On review of the denial of appellant’s motion to suppress evidence that led to his marijuana conviction, the Court of Criminal Appeals held that the court of appeals erred in holding that the officer did not detain the appellant.  Under the totality of the circumstances, a reasonable person would not have felt free to leave.  When the officer (1) shined his high-beam spotlight into appellant’s vehicle, (2) parked his police car in such a way as to at least partially block appellant’s vehicle, (3) used a “loud authoritative voice” in speaking with appellant, (4) asked “what’s going on,” and (5) demanded identification, a detention manifested.  The Court of Criminal Appeals reversed and remanded the case to the court of appeals to consider the trial court’s determination that the officer had reasonable suspicion to detain the appellant and to decide whether that detention was valid.

Reliable Enough for Probable Cause

By | Probable Cause

Fort Worth warrantless arrest attorneysWhen a probable-cause affidavit describes a “controlled purchase” that was performed by an individual whose credibility or reliability were unknown, is that (or can it be) sufficient to sustain a probable-cause determination?  The Court of Criminal Appeals said YES in Moreno v. State.

Moreno v. State: After receiving a tip from the Clovis, New Mexico Police Department that Appellant, Dimas Moreno, was distributing narcotics from his home, the Lubbock police department orchestrated a controlled purchase of drugs from Appellant. Officers enlisted the help of a confidential informant (“CI”), who was familiar with cocaine deals, to purchase crack cocaine from Appellant. The CI approached an unknowing participant in an effort to purchase the crack cocaine. The individual told the CI that he would go to Appellant’s house to pick up the crack cocaine. Police observed the individual go to Appellant’s house, enter, and exit a few minutes later. The unknowing participant then drove to the predesignated location and delivered the crack cocaine to the CI.

On the basis of these facts, a magistrate issued a warrant to search Appellant’s residence for crack cocaine and any other related contraband.

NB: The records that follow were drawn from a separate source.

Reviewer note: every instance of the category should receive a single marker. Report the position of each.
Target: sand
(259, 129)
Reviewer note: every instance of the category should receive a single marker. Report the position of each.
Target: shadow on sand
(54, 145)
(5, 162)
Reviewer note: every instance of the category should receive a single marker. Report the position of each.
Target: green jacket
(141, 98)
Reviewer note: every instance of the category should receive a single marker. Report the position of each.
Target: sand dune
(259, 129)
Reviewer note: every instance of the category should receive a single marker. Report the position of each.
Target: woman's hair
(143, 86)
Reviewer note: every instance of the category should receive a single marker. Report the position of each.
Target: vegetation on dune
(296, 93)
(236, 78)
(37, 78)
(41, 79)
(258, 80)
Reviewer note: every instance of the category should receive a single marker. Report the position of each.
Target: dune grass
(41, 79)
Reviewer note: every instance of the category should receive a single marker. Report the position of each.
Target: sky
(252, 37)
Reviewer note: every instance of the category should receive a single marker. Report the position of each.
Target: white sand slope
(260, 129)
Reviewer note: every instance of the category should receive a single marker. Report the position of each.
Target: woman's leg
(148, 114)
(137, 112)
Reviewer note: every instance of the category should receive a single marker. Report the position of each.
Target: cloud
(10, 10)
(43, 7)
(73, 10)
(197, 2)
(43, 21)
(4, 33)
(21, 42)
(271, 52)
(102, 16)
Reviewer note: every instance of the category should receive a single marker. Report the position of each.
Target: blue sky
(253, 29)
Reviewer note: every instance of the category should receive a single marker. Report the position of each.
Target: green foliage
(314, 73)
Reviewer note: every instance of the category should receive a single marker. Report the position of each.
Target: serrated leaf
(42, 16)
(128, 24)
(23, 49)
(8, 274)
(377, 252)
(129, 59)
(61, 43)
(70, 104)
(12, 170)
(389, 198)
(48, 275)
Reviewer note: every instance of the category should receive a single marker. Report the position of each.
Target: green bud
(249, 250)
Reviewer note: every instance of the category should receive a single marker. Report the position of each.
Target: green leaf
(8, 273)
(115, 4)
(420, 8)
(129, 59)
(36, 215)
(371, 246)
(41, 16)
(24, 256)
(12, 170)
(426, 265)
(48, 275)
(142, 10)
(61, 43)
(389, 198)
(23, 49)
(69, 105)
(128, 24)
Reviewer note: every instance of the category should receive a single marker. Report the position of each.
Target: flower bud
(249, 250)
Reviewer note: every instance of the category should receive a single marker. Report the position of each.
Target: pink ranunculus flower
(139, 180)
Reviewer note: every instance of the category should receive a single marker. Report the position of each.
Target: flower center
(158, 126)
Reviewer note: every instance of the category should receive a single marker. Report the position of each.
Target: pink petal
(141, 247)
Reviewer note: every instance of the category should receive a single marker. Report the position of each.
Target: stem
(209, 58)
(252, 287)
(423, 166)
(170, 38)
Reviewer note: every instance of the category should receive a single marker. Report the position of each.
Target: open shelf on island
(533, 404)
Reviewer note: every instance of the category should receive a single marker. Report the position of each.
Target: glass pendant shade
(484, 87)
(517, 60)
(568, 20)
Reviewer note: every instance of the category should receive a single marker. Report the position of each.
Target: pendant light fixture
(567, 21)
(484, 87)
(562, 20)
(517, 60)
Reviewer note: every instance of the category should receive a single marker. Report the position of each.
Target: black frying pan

After executing a warrant, police found the drugs and arrested Appellant. Appellant was subsequently charged with possession with intent to deliver a controlled substance in an amount of four or more but less than 200 grams. Appellant filed a motion to suppress, challenging the sufficiency of the affidavit. He claimed that there could be no probable cause when an affidavit describes a controlled purchase in which an unidentified individual of unknown credibility and reliability purchased the drugs.

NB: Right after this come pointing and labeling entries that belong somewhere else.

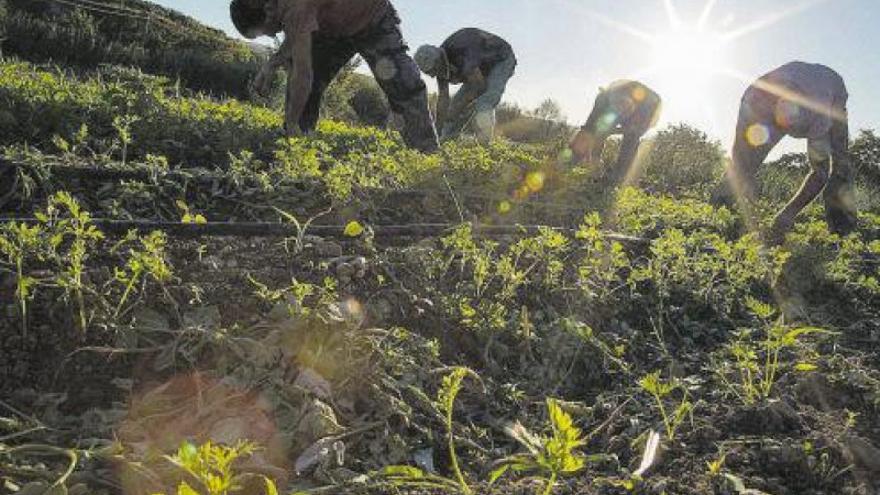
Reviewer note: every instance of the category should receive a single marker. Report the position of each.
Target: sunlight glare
(688, 53)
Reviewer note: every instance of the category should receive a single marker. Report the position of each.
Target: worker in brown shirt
(627, 108)
(321, 36)
(806, 101)
(482, 63)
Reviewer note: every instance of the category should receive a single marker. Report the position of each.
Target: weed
(659, 390)
(756, 359)
(146, 260)
(210, 468)
(551, 457)
(416, 478)
(83, 238)
(18, 241)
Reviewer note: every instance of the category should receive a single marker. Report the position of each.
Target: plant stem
(452, 457)
(128, 288)
(550, 483)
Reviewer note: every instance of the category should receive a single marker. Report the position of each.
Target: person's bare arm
(283, 55)
(281, 58)
(474, 85)
(442, 102)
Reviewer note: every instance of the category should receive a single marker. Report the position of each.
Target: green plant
(83, 237)
(551, 457)
(756, 358)
(18, 241)
(660, 390)
(123, 124)
(146, 260)
(210, 468)
(445, 403)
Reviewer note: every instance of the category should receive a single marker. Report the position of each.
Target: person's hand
(293, 130)
(262, 84)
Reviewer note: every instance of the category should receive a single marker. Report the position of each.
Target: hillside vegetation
(485, 320)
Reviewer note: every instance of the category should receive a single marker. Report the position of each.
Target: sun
(689, 55)
(686, 58)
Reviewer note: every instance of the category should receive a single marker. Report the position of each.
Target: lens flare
(757, 135)
(535, 181)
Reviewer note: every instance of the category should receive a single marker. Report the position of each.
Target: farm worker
(482, 63)
(806, 101)
(627, 108)
(320, 37)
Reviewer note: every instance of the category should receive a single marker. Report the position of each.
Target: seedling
(18, 241)
(550, 457)
(660, 389)
(416, 478)
(83, 236)
(757, 360)
(210, 468)
(148, 260)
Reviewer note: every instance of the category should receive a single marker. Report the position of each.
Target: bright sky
(568, 48)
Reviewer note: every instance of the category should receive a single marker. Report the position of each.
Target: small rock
(863, 454)
(327, 249)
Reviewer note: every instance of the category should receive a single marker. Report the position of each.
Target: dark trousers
(383, 48)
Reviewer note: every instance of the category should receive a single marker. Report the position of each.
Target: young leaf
(354, 229)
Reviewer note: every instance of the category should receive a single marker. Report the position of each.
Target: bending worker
(482, 63)
(320, 37)
(806, 101)
(627, 108)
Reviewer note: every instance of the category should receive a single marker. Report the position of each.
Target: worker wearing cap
(320, 37)
(482, 63)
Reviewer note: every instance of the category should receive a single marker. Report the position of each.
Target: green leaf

The trial court held a hearing and denied Appellant’s motion. Appellant preserved his right to appeal, pled guilty and was sentenced to fifteen years’ confinement. The court of appeals affirmed, concluding that the affidavit was sufficient because probable cause was based upon police observations rather than upon any statements made by the unknowing participant.

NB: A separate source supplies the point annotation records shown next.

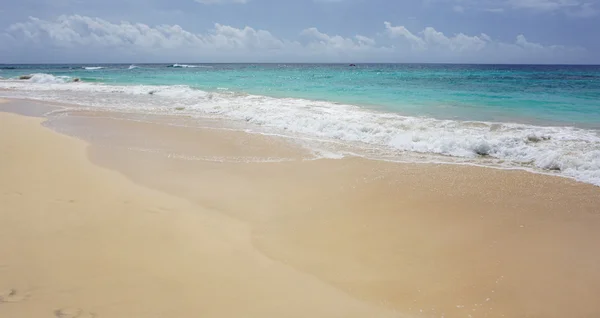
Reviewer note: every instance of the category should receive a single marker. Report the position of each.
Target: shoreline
(367, 238)
(232, 125)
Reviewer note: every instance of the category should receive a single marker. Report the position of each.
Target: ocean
(540, 118)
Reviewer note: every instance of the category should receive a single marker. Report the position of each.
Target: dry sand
(168, 237)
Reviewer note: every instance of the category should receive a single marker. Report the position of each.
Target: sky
(355, 31)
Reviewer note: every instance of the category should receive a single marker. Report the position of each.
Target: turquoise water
(553, 95)
(539, 118)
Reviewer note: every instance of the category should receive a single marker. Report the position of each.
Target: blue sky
(456, 31)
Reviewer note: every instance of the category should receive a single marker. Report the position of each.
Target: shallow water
(539, 118)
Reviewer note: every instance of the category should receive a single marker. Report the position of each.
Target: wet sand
(154, 220)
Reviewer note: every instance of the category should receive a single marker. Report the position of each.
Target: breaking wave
(565, 151)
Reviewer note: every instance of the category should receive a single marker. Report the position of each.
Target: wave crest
(566, 151)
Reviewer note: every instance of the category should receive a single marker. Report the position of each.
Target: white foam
(41, 78)
(176, 65)
(565, 151)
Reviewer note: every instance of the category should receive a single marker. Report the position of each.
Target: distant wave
(562, 151)
(42, 78)
(176, 65)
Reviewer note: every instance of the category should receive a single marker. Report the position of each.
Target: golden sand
(176, 236)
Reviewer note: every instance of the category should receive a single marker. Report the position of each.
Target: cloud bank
(76, 38)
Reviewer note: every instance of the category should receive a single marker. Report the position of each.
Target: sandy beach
(91, 226)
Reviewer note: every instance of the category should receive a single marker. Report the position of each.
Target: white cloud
(94, 39)
(221, 1)
(459, 9)
(573, 8)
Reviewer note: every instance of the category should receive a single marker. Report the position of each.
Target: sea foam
(565, 151)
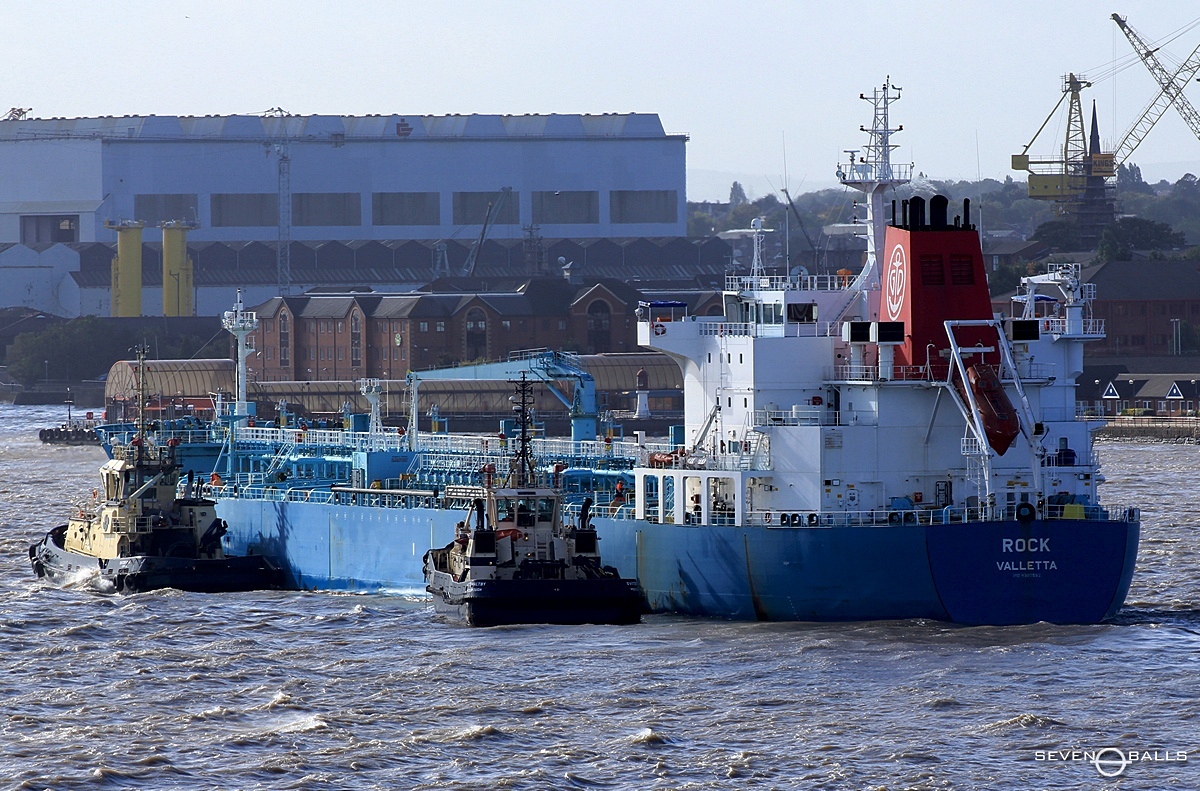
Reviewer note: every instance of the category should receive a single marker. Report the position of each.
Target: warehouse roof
(339, 127)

To issue a search warrant, a magistrate must first find probable cause that a particular item will be found in a particular location. The magistrate must “make a practical, common-sense decision whether, given all the circumstances set forth in the affidavit before him, including the ‘veracity’ and ‘basis of knowledge’ of persons supplying hearsay information, there is a fair probability that contraband or evidence of a crime will be found in a particular place.”

In this case, the court of criminal appeals held that the police observations of the controlled purchase and the reasonable inferences therefrom were sufficient to support a finding of probable cause. It was reasonable for the magistrate to infer that the unknowing participant obtained the crack cocaine from Appellant’s house based on “common-sense conclusions about human behavior.” While it was possible that the third party obtained the cocaine from another source, Appellant presented no persuasive argument as to why the magistrate’s inference was unreasonable or whether the unknown participant had a motive to mislead the police. Therefore, the judgment of the court of appeals was affirmed.